2. The high-performance liquid chromatograph ultraviolet detector as described in claim 1, characterized in that: The liquid collection component (103) includes an autosampler (1031) mounted on the main detector housing, a liquid collection tube (1032) mounted on the autosampler (1031), and a connecting tube (1033) mounted on the upper end of the liquid collection tube (1032). The connecting tube (1033) is connected to the degassing component (1013).

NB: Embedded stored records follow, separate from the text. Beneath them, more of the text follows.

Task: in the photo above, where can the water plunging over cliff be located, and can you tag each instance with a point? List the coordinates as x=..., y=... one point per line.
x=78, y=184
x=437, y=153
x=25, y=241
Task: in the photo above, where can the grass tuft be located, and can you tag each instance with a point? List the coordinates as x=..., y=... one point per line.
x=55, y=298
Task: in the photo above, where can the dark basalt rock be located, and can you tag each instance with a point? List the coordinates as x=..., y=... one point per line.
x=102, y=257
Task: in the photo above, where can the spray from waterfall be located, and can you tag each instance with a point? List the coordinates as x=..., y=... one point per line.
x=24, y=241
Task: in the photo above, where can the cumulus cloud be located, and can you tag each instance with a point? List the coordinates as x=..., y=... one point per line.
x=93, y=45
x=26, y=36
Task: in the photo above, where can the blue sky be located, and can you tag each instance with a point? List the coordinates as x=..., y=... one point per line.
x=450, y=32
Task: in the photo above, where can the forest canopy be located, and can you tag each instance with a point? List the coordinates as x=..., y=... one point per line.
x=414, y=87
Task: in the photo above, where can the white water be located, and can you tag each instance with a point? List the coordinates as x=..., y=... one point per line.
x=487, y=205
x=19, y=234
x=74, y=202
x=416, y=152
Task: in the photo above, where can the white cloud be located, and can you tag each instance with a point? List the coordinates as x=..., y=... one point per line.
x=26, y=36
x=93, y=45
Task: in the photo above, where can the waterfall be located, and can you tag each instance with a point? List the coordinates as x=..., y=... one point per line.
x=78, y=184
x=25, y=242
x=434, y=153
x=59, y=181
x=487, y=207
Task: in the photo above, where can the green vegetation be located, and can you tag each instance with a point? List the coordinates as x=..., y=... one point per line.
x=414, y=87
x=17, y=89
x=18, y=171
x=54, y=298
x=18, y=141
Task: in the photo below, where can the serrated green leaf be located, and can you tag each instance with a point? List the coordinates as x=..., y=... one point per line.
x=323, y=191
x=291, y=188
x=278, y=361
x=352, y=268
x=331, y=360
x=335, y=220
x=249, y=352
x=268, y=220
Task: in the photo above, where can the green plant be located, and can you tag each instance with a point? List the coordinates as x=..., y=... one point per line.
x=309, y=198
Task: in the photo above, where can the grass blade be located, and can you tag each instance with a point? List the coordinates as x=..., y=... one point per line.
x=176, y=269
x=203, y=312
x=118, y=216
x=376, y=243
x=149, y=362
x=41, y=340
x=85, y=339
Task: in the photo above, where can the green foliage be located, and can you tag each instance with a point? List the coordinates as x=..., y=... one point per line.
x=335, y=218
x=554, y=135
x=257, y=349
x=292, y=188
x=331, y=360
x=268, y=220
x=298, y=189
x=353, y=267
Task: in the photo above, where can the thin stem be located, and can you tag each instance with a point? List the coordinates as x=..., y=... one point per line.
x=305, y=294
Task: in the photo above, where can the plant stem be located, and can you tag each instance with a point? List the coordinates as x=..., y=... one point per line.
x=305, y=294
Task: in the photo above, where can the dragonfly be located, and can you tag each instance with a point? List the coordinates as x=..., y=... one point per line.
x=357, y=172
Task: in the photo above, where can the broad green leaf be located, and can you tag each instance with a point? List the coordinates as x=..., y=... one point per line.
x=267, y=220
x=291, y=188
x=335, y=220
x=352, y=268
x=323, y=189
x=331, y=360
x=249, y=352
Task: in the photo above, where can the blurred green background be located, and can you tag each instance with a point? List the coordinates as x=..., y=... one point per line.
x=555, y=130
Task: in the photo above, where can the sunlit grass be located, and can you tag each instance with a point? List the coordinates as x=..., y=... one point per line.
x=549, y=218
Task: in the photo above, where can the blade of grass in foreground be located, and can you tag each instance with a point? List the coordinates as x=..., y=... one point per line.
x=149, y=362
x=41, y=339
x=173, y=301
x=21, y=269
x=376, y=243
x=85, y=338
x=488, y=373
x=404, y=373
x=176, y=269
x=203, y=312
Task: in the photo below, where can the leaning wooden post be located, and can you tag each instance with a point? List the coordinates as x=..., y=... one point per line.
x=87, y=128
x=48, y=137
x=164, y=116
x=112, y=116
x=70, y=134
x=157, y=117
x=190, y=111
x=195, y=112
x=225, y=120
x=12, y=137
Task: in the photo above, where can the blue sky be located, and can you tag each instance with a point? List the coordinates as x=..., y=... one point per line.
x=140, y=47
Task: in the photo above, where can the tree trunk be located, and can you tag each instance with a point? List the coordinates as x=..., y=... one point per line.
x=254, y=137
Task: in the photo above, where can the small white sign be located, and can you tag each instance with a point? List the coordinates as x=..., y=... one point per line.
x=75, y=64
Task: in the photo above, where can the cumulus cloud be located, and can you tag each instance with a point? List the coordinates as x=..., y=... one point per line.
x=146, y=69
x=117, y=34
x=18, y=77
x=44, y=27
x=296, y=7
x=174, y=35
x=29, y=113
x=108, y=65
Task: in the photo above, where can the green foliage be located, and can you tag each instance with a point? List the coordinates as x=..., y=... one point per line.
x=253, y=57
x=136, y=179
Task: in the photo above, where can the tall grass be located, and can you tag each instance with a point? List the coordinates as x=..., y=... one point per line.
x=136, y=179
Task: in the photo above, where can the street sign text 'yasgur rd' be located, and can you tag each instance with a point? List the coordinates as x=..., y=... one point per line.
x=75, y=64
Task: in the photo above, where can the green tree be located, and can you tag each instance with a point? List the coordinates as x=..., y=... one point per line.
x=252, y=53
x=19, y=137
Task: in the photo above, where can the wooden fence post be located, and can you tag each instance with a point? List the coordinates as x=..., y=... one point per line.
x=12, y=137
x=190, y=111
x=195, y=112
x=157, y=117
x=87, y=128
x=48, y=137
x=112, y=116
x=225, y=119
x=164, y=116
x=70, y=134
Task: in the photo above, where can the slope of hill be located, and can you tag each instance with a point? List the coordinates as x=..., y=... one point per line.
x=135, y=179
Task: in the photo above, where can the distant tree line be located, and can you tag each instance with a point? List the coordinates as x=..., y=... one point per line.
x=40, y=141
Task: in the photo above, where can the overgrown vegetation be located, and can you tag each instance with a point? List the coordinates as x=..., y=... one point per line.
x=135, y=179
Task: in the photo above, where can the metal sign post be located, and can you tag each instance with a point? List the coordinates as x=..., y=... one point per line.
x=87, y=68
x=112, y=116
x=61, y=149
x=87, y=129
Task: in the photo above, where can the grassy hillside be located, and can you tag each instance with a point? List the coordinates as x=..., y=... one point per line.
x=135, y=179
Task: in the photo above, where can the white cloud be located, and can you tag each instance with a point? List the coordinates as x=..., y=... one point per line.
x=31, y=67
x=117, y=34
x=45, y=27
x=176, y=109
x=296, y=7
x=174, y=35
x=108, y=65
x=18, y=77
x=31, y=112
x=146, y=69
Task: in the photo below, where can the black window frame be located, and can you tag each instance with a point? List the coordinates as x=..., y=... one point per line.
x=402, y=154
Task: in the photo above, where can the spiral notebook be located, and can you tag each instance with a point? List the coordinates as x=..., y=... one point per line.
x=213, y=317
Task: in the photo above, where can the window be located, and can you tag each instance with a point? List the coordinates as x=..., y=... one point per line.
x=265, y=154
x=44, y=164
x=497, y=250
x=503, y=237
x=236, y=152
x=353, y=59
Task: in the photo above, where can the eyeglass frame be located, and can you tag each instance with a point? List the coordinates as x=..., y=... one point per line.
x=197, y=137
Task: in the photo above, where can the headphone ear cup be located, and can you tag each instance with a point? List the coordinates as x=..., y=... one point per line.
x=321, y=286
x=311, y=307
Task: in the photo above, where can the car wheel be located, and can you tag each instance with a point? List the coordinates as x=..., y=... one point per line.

3. The high-performance liquid chromatograph ultraviolet detector as described in claim 1, characterized in that: The driven wheel (306) has several mating arc grooves (308) arranged in an array to cooperate with the outer edge of the driving wheel (307). The driven wheel (306) has several elongated grooves (309) arranged in an array. The driving wheel (307) has a protruding rod (3091) extending out. The protruding rod (3091) is provided with a mating strip (3092) that cooperates with the elongated groove (309). The frame (2013) is provided with a motor (3093) that drives the driving wheel (307) to rotate.
4. The high-performance liquid chromatograph ultraviolet detector as described in claim 1, characterized in that: The drive unit (500) includes a threaded rod (501) disposed on the guide plate (401), a drive block (502) slidably connected to the guide plate (401), a threaded hole opened on the drive block (502), a first hinged ball (504) disposed on the drive block (502), a second hinged ball (505) disposed on the air guide plate (402), and a hinge rod (506) disposed between the first hinged ball (504) and the second hinged ball (505).
5. The high-performance liquid chromatograph ultraviolet detector as described in claim 4, characterized in that: The threaded rod (501) is equipped with a drive motor (507) at its end, and the drive motor (507) is connected to the threaded rod (501) through two meshing gears.
6. The high-performance liquid chromatograph ultraviolet detector as described in claim 4, characterized in that: An arc-shaped cover is provided on the guide plate (401).